Only the twelfth amendment made in 1991 did some positive thing by restoring the parliamentary form of government, which had been transformed into the presidential form by the fourth amendment. The fourteenth amendment was made in 2004. It generated huge controversy as it increased the service age of Supreme Court judges by two years. The then opposition parties alleged that the government increased the service age of judges to make it legal for then Chief Justice K.M. Hasan to lead the upcoming caretaker government. They refused to accept Justice Hasan as the caretaker chief, which led to a political turmoil by the end of 2006 and a state of emergency was declared in January 2007. Even the 15th amendment is not free from the long legacy of making the constitution subject to the whimsical will of mighty people. This amendment inserted an absurd provision by imposing a ban on amending the constitution’s preamble, including unspecified basic structure and a large number of specific provisions. It also imposed ban on a just introduced provision which makes it mandatory to display the portrait of Father of the Nation Bangabandhu Sheikh Mujibur Rahman in all government offices.

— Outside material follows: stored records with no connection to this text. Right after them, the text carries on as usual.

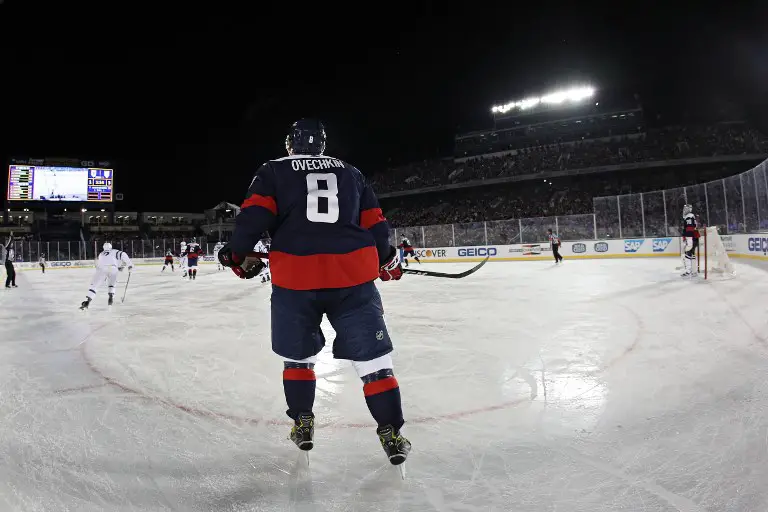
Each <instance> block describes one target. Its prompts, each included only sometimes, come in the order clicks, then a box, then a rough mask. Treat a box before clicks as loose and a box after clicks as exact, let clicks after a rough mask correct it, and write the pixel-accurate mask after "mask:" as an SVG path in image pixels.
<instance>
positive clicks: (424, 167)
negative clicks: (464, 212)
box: [372, 123, 768, 193]
mask: <svg viewBox="0 0 768 512" xmlns="http://www.w3.org/2000/svg"><path fill="white" fill-rule="evenodd" d="M766 153H768V138H766V137H764V136H762V135H761V134H759V133H758V132H757V131H755V130H753V129H752V128H749V127H748V126H746V125H744V124H741V123H725V124H718V125H711V126H703V127H670V128H664V129H658V130H649V131H647V132H645V133H642V134H634V135H630V136H624V137H613V138H605V139H595V140H586V141H576V142H564V143H561V144H552V145H548V146H539V147H535V148H526V149H521V150H516V151H513V152H509V153H507V154H504V155H502V156H486V157H477V158H472V159H467V160H464V161H461V162H456V161H454V160H453V159H443V160H432V161H422V162H417V163H414V164H411V165H408V166H404V167H398V168H395V169H388V170H387V171H385V172H383V173H379V174H376V175H374V176H373V177H372V181H373V183H374V187H375V189H376V191H377V192H378V193H385V192H393V191H399V190H409V189H419V188H424V187H431V186H437V185H445V184H449V183H462V182H467V181H472V180H485V179H489V178H501V177H511V176H519V175H531V174H534V175H535V174H537V173H541V172H543V171H565V170H573V169H584V168H589V167H601V166H607V165H619V164H627V163H635V162H645V161H664V160H674V159H680V158H695V157H713V156H720V155H744V154H766Z"/></svg>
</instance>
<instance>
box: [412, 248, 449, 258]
mask: <svg viewBox="0 0 768 512" xmlns="http://www.w3.org/2000/svg"><path fill="white" fill-rule="evenodd" d="M414 252H415V253H416V257H417V258H446V257H448V254H446V250H445V249H414Z"/></svg>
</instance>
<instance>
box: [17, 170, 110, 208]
mask: <svg viewBox="0 0 768 512" xmlns="http://www.w3.org/2000/svg"><path fill="white" fill-rule="evenodd" d="M114 176H115V173H114V170H113V169H101V168H96V167H59V166H50V165H26V164H23V165H19V164H12V165H10V166H9V167H8V196H7V197H8V200H10V201H73V202H79V201H94V202H102V203H103V202H112V198H113V194H112V190H113V182H114Z"/></svg>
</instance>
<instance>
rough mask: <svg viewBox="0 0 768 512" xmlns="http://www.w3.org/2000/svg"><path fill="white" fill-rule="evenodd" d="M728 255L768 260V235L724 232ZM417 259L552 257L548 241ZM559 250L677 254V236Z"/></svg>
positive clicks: (679, 248)
mask: <svg viewBox="0 0 768 512" xmlns="http://www.w3.org/2000/svg"><path fill="white" fill-rule="evenodd" d="M721 238H722V240H723V245H724V246H725V249H726V251H727V252H728V256H729V257H732V258H750V259H756V260H764V261H768V235H762V234H755V235H726V236H722V237H721ZM415 252H416V256H418V257H419V259H420V260H422V261H424V262H429V263H461V262H477V261H482V260H484V259H485V258H486V257H488V256H490V261H542V260H551V259H553V256H552V249H551V248H550V246H549V243H546V242H544V243H534V244H512V245H487V246H473V247H472V246H463V247H434V248H432V247H430V248H420V249H415ZM560 254H561V255H562V256H563V257H565V258H568V259H604V258H657V257H676V258H678V257H680V237H656V238H628V239H616V240H579V241H573V242H563V243H562V246H561V247H560Z"/></svg>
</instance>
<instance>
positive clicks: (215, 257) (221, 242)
mask: <svg viewBox="0 0 768 512" xmlns="http://www.w3.org/2000/svg"><path fill="white" fill-rule="evenodd" d="M222 247H224V243H222V242H220V241H219V242H216V245H214V246H213V260H214V261H215V262H216V265H217V267H218V270H222V269H223V268H224V267H222V266H221V262H220V261H219V251H220V250H221V248H222Z"/></svg>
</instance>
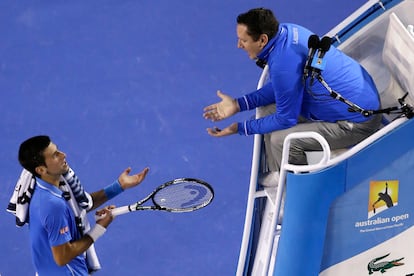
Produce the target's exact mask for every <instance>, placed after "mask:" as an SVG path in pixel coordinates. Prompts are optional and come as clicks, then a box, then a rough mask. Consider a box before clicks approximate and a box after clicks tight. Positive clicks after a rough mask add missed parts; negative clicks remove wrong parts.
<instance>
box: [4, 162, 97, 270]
mask: <svg viewBox="0 0 414 276" xmlns="http://www.w3.org/2000/svg"><path fill="white" fill-rule="evenodd" d="M35 185H36V179H35V177H34V176H33V175H32V174H31V173H30V172H29V171H27V170H26V169H23V170H22V172H21V174H20V177H19V180H18V181H17V183H16V187H15V189H14V192H13V195H12V197H11V198H10V202H9V205H8V206H7V211H8V212H10V213H12V214H14V215H15V216H16V226H18V227H22V226H23V225H25V224H26V223H30V221H29V220H30V218H29V216H28V212H29V204H30V200H31V198H32V195H33V192H34V188H35ZM59 189H60V190H62V192H63V194H64V197H65V198H66V199H67V200H68V202H69V205H70V206H71V208H72V210H73V212H74V214H75V216H76V218H77V220H79V221H77V222H76V223H77V224H78V222H79V228H80V229H79V230H80V231H81V233H82V234H83V233H86V232H88V231H89V230H90V224H89V221H88V217H87V215H86V212H87V211H88V210H90V209H91V208H92V205H93V201H92V197H91V196H90V195H89V194H88V193H87V192H85V190H84V188H83V186H82V184H81V183H80V181H79V179H78V177H77V176H76V174H75V172H74V171H73V170H72V169H71V168H69V171H68V172H67V173H66V174H64V175H62V178H61V182H60V185H59ZM85 254H86V262H87V265H88V269H89V272H90V273H92V272H95V271H97V270H99V269H101V265H100V263H99V260H98V256H97V255H96V251H95V247H94V245H93V244H92V245H91V246H90V247H89V249H88V250H87V251H86V253H85Z"/></svg>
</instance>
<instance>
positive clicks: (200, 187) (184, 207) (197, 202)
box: [153, 182, 213, 210]
mask: <svg viewBox="0 0 414 276" xmlns="http://www.w3.org/2000/svg"><path fill="white" fill-rule="evenodd" d="M212 198H213V192H212V190H210V188H209V187H207V186H206V185H203V184H200V183H195V182H182V183H174V184H173V185H169V186H165V187H164V188H162V189H160V190H158V191H157V192H156V193H155V194H154V196H153V201H154V203H155V204H157V205H159V206H160V207H163V208H167V209H174V210H190V209H195V208H200V207H203V206H205V205H207V204H208V203H209V202H210V201H211V200H212Z"/></svg>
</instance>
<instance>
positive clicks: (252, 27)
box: [237, 8, 279, 41]
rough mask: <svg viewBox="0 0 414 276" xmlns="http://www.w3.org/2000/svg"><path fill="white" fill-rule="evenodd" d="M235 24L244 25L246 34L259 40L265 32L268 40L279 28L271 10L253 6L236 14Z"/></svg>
mask: <svg viewBox="0 0 414 276" xmlns="http://www.w3.org/2000/svg"><path fill="white" fill-rule="evenodd" d="M237 24H243V25H246V27H247V34H248V35H249V36H251V37H252V38H253V40H254V41H257V40H259V38H260V35H262V34H266V35H267V37H268V38H269V40H270V39H272V38H273V37H274V36H275V35H276V32H277V30H278V29H279V21H277V19H276V17H275V16H274V14H273V12H272V11H271V10H269V9H265V8H255V9H251V10H249V11H248V12H246V13H242V14H240V15H239V16H237Z"/></svg>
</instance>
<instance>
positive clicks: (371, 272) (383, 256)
mask: <svg viewBox="0 0 414 276" xmlns="http://www.w3.org/2000/svg"><path fill="white" fill-rule="evenodd" d="M389 255H390V254H389V253H388V254H387V255H384V256H381V257H377V258H375V259H372V260H371V261H370V262H369V263H368V266H367V269H368V274H369V275H371V274H373V273H374V272H381V274H383V273H385V272H387V271H388V270H389V269H391V268H393V267H396V266H401V265H404V263H403V262H401V260H403V259H404V257H402V258H398V259H394V260H386V259H385V258H387V257H388V256H389ZM408 275H412V274H408Z"/></svg>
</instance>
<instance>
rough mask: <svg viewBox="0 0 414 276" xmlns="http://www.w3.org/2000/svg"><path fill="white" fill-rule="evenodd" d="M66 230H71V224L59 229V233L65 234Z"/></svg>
mask: <svg viewBox="0 0 414 276" xmlns="http://www.w3.org/2000/svg"><path fill="white" fill-rule="evenodd" d="M66 232H69V226H65V227H63V228H61V229H60V230H59V233H60V234H61V235H63V234H65V233H66Z"/></svg>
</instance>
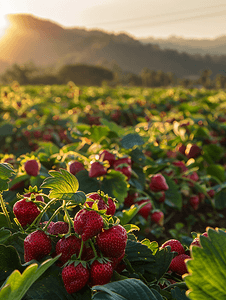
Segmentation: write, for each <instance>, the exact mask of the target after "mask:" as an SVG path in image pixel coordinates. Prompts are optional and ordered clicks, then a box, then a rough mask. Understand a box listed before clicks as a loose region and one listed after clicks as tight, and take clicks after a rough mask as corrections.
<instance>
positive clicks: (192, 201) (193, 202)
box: [189, 195, 199, 210]
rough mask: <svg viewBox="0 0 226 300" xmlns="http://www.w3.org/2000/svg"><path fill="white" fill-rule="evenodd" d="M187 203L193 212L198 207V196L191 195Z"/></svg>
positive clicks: (195, 209)
mask: <svg viewBox="0 0 226 300" xmlns="http://www.w3.org/2000/svg"><path fill="white" fill-rule="evenodd" d="M189 203H190V205H191V207H192V208H193V209H194V210H197V209H198V207H199V196H196V195H193V196H191V197H190V198H189Z"/></svg>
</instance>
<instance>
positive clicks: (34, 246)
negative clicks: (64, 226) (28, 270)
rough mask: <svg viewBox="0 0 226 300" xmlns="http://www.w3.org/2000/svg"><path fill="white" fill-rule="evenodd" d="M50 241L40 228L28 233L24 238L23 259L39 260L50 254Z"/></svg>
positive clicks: (47, 236) (50, 242) (30, 259)
mask: <svg viewBox="0 0 226 300" xmlns="http://www.w3.org/2000/svg"><path fill="white" fill-rule="evenodd" d="M51 250H52V243H51V239H50V237H49V236H48V235H47V234H45V232H44V231H42V230H36V231H33V232H32V233H30V234H29V235H28V236H27V237H26V238H25V240H24V260H25V262H28V261H30V260H32V259H35V260H40V259H42V258H43V257H45V256H46V255H48V254H50V252H51Z"/></svg>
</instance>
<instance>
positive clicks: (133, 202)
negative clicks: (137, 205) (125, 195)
mask: <svg viewBox="0 0 226 300" xmlns="http://www.w3.org/2000/svg"><path fill="white" fill-rule="evenodd" d="M137 197H138V193H134V192H128V193H127V196H126V198H125V199H124V205H125V206H128V207H130V206H131V205H133V204H134V203H135V200H136V198H137Z"/></svg>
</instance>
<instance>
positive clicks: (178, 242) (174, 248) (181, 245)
mask: <svg viewBox="0 0 226 300" xmlns="http://www.w3.org/2000/svg"><path fill="white" fill-rule="evenodd" d="M166 246H170V247H171V252H174V251H175V252H177V253H178V254H184V253H185V250H184V247H183V245H182V244H181V242H180V241H178V240H175V239H171V240H168V241H166V242H165V243H163V244H162V246H161V247H160V249H163V248H165V247H166Z"/></svg>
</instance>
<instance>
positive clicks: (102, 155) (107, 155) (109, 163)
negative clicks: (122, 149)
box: [99, 150, 116, 167]
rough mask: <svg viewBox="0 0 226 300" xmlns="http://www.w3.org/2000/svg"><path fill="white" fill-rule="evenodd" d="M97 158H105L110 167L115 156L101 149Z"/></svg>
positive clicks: (108, 151) (113, 162) (111, 153)
mask: <svg viewBox="0 0 226 300" xmlns="http://www.w3.org/2000/svg"><path fill="white" fill-rule="evenodd" d="M99 158H100V159H101V158H103V160H107V161H108V162H109V164H110V166H111V167H112V166H113V164H114V162H115V160H116V158H115V155H114V154H113V153H111V152H109V151H107V150H103V151H101V152H100V154H99Z"/></svg>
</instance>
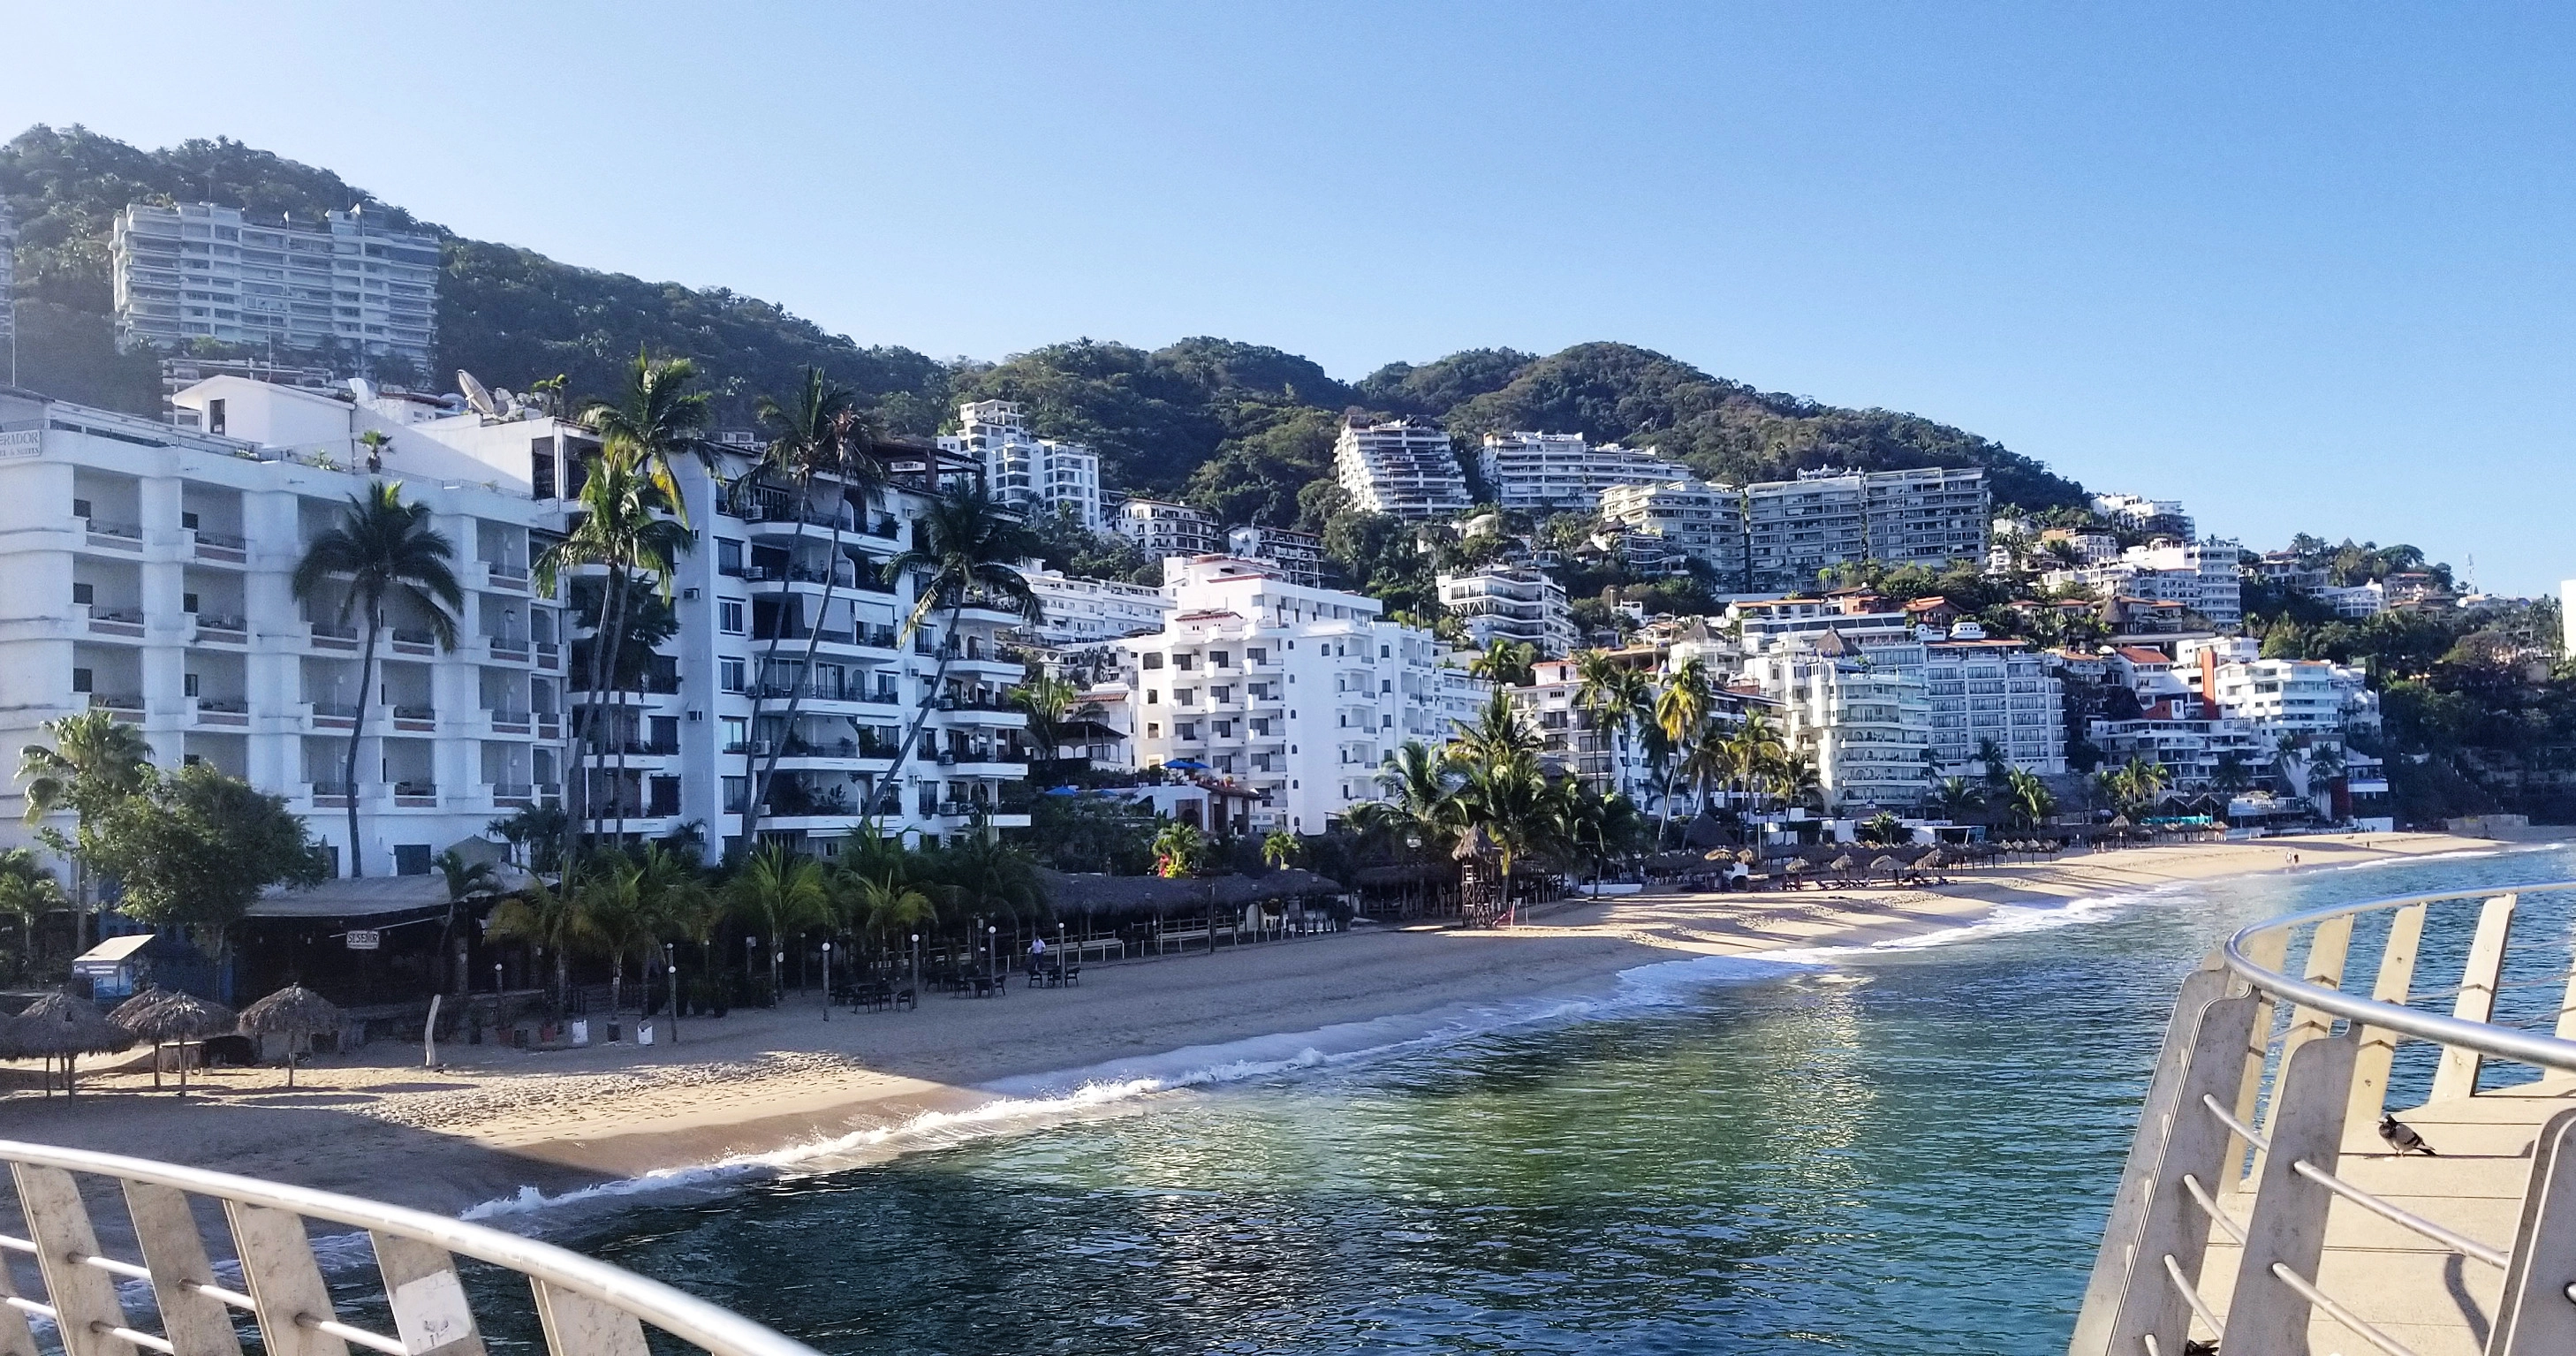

Introduction of the 15th amendment is being blamed for blocking the future parliament’s authority to bring amendments to those specified provisions. This means even if a future parliament wants to fortify the constitution and strengthen people’s fundamental rights, it cannot do so as the 15th amendment made un-amendable all the provisions stated in the fundamental rights and fundamental state principles. But, in contrast to that, the 15th amendment took a bold step against suspension or cancellation of any provision of the constitution by unconstitutional means or show of force. It introduced a provision for stringent punishment for such moves, terming those as “sedition.” It criminalizes the abrogation, repeal or suspension of the constitution by means of show of force or use of force or by any other unconstitutional means. The way the provision was introduced in the constitution drew widespread criticism as many people fear its ill-motivated use against political opponents by giving wrong interpretation. It is true that it is not possible to ensure honour to the constitution by only putting pressure or making stringent provisions. It of course needs to ensure practice of democracy wholeheartedly.